Questo sovrano era famoso per la sua ricchezza e nel 560 a.C. fece
costruire a Efeso un magnifico Tempio. Secondo la leggenda, la
città di Efeso era stata fondata migliaia di anni prima delle
amazzoni, una stirpe di donne guerriere.
Il più grande
tempio di marmo

Creso decise di
far erigere il tempio in onore della dea della luna, protettrice
degli animali e delle fanciulle, che i greci chiamavano Artemide e
i romani Diana. L'edificio fu realizzato con pietra calcarea e
marmo estratti dalle alture circostanti. La struttura principale
del tempio era sorretta da almeno 120 colonne di marmo, ciascuna
delle quali era di 20 metri. Gli enormi blocchi che formavano le
colonne dovevano essere issati per mezzo di carrucole ed erano
tenuti insieme da spinotti metallici. Una volta posato il tetto,
gli artisti completarono l'opera con stupende sculture e
decorazioni. Al centro del tempio, si trovava la statua di
Artemide. Si trattava di uno dei templi più imponenti del mondo
classico, molto più vasto di quello che sarebbe stato in seguito
il Partenone di Atene.
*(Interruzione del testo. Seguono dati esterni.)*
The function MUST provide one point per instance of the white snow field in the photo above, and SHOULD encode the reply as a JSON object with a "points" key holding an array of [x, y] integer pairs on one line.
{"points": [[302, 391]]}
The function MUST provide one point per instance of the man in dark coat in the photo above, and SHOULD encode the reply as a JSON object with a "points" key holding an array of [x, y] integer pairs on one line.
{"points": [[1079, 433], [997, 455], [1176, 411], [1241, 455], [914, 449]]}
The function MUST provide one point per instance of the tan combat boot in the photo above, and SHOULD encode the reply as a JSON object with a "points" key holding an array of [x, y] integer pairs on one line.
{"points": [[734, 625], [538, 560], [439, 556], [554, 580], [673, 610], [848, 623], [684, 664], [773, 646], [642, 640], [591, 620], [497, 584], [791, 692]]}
La piattaforma su cui era costruito era
lunga 131 metri e larga 79.
Erostrato e
Alessandria

Duecento anni
dopo, nel 356 a.C. il tempio fu raso al suolo da un incendio. Ad
appiccare il fuoco fu un certo Erostrato, che non aveva altro fine
se non quello di diventare famoso. Per una singolare coincidenza,
il tempio andò distrutto lo stesso giorno in cui veniva alla luce
Alessandro Magno. Alcuni anni più tardi, Alessandro visitò Efeso e
diede ordine che il tempio fosse ricostruito sullo stesso luogo.
La distruzione
definitiva
Il tempio fatto
erigere da Alessandro Magno, sopravvisse fino al III secolo a.C.
Con il passare del tempo,il porto di Efeso si insabbiò e la città
perse importanza. Il tempio fu saccheggiato dai goti ed in seguito
sommerso dalle inondazioni. Tutto quello che rimane oggi sono
alcuni blocchi delle fondamenta e un'unica colonna ricostruita.